Evolving Zero Trust and Embedded AI – Federal Government Cybersecurity Predictions for 2026
By: Venkat Sundaram, Netskope
Although concepts like artificial intelligence (AI) and zero trust have existed in some form for years or even decades, we’re witnessing a continued evolution of both when applied to cybersecurity. This presents opportunities for the Department of War/Defense but also creates new challenges which will come to a head in 2026.
With that in mind, there are a few developments we can expect to see in the coming year.
Prediction: The Pentagon will integrate behavioral analytics into zero trust efforts.
2026 will present the most critical period in the department’s zero trust implementation journey, marking the last full year before the mandated deadline to achieve targeted zero trust goals. While the department made notable progress focusing on zero trust for access, it will turn its attention to the context of data usage and automation/orchestration aspects of zero trust in 2026.
Consequently, the Pentagon will also shift its technical priorities from foundational zero trust capabilities to investment in advanced behavioral analytics tools, leveraging machine learning to ultimately detect anomalous user activity and assign dynamic risk scores to flag activities that indicate suspicious behavior. We expect the department to specifically target the deficiencies in automated data tagging, risk-based application access and automation. The goal should be to trigger adaptive policy controls when risk increases, moving the department beyond static perimeter-based allow/deny controls.

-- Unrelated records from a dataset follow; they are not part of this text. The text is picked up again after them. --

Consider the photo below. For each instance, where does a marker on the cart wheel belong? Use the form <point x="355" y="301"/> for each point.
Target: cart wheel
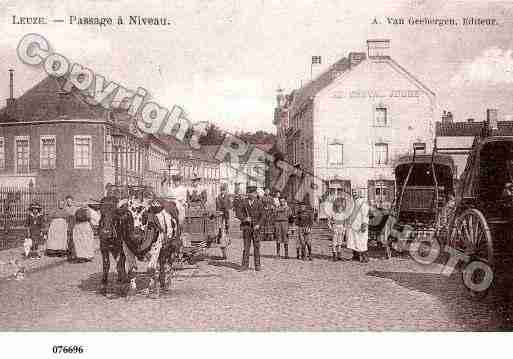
<point x="472" y="236"/>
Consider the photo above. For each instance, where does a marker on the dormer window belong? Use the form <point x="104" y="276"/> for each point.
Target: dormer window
<point x="335" y="153"/>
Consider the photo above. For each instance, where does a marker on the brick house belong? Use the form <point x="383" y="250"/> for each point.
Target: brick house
<point x="349" y="124"/>
<point x="56" y="141"/>
<point x="461" y="134"/>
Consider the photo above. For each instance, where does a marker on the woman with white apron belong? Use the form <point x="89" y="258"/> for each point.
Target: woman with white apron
<point x="57" y="243"/>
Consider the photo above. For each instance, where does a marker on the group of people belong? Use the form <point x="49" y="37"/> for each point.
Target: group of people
<point x="66" y="231"/>
<point x="264" y="216"/>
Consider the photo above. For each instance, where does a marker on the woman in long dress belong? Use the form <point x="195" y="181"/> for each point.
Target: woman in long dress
<point x="83" y="236"/>
<point x="357" y="228"/>
<point x="57" y="244"/>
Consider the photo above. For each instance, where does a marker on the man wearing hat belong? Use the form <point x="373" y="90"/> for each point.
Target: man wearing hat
<point x="250" y="214"/>
<point x="196" y="194"/>
<point x="35" y="227"/>
<point x="223" y="204"/>
<point x="304" y="221"/>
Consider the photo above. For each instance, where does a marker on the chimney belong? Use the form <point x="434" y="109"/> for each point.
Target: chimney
<point x="315" y="67"/>
<point x="11" y="102"/>
<point x="447" y="117"/>
<point x="378" y="48"/>
<point x="355" y="58"/>
<point x="492" y="119"/>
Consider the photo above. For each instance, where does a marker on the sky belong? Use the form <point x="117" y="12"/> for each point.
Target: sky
<point x="222" y="61"/>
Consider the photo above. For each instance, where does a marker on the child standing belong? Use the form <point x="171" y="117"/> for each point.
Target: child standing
<point x="35" y="228"/>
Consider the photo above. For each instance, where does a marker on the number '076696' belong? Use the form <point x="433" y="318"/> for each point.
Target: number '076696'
<point x="68" y="349"/>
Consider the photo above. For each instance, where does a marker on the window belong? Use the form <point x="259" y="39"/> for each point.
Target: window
<point x="335" y="154"/>
<point x="108" y="148"/>
<point x="381" y="192"/>
<point x="380" y="116"/>
<point x="82" y="154"/>
<point x="2" y="153"/>
<point x="420" y="147"/>
<point x="381" y="153"/>
<point x="47" y="150"/>
<point x="22" y="154"/>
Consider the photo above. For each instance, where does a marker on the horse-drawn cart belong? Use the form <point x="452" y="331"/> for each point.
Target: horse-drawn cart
<point x="202" y="229"/>
<point x="424" y="184"/>
<point x="480" y="230"/>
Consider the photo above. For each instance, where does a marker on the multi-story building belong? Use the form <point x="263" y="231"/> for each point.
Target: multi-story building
<point x="349" y="124"/>
<point x="249" y="174"/>
<point x="56" y="141"/>
<point x="186" y="163"/>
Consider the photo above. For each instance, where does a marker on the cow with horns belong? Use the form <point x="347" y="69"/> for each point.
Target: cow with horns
<point x="144" y="231"/>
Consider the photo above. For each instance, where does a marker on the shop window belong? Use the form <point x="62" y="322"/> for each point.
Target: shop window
<point x="22" y="154"/>
<point x="381" y="154"/>
<point x="380" y="116"/>
<point x="47" y="152"/>
<point x="2" y="153"/>
<point x="82" y="152"/>
<point x="335" y="154"/>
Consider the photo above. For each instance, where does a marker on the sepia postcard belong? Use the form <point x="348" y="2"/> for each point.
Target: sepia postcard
<point x="259" y="166"/>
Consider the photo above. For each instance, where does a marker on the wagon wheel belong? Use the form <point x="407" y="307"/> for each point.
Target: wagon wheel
<point x="471" y="235"/>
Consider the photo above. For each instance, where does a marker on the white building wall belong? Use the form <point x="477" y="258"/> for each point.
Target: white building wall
<point x="345" y="110"/>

The zero trust framework will require analysis of events, activities and behaviors to derive context and apply AI and machine learning (ML). This effort focuses on achieving a highly personalized model that improves detection and reaction times for making real-time access decisions. Specifically, this involves implementing User and Entity Behavior Analytics (UEBA) to baseline activity and identify anomalies.
Prediction: The expansion of zero trust principles into operational technology (OT), weapons systems and tactical environments will hit technical speed bumps.
The Pentagon has explicitly included OT and weapons systems in its zero trust implementation requirements. However, because legacy OT infrastructure frequently operates on models of implicit trust and security implementations must strictly avoid overriding or interrupting essential safety functions, the department requires a modern, data-centric approach to address trust based on dynamic policy and continuous verification rather than static network perimeters.
Addressing this complexity will consume significant 2026 DOW/DOD resources, especially as the department begins piloting new zero trust standards for OT, such as the Navy’s planned Block 2 advanced zero trust implementation. These implementations will force the integration of AI-driven monitoring and automated response to create a comprehensive, resilient, and proactive cybersecurity framework. The operationalization of the zero trust pillars related to visibility, analytics, automation and orchestration mandates the deployment of AI/ML to analyze behavioral telemetry and execute Security Orchestration, Automation, and Response (SOAR) workflows. This integration will transform the department’s posture from reactive defense to anticipatory risk management, establishing the information enterprise envisioned in the zero trust strategy.
Prediction: The Pentagon will accelerate the push to embed AI across its security landscape.
The Pentagon’s rapid pace of AI adoption will gain even more speed in 2026. This acceleration will be spurred by the need to streamline the Risk Management Framework and facilitate faster deployment of software through the Continuous Authorization to Operate (cATO) process.
The department will leverage AI and machine learning to drive automation and orchestration decisions across the zero trust pillars. These efforts will automate and standardize the governance processes necessary to secure the software supply chain and rapidly integrate innovative commercial technology.
These efforts will also provide the AI-derived policy automation necessary to maintain dynamic security monitoring and receive real-time alerts automatically. This remains a challenge due to siloed domains and manual interventions in conventional architectures.
The evolution of zero trust and AI advancement will present both opportunities and challenges to the Pentagon in the coming year. Going forward, the department should focus on unifying security functions and enforcing dynamic, context-aware authorization across hybrid environments and migrating away from legacy security stacks.
This means leveraging AI/ML embedded within the platform’s engine to enable adaptive access control, fundamentally shifting the DOW/DOD from static “allow/deny” decisions to real-time risk calculation. This capability will directly address the department’s need for continuous authentication while mitigating insider threats.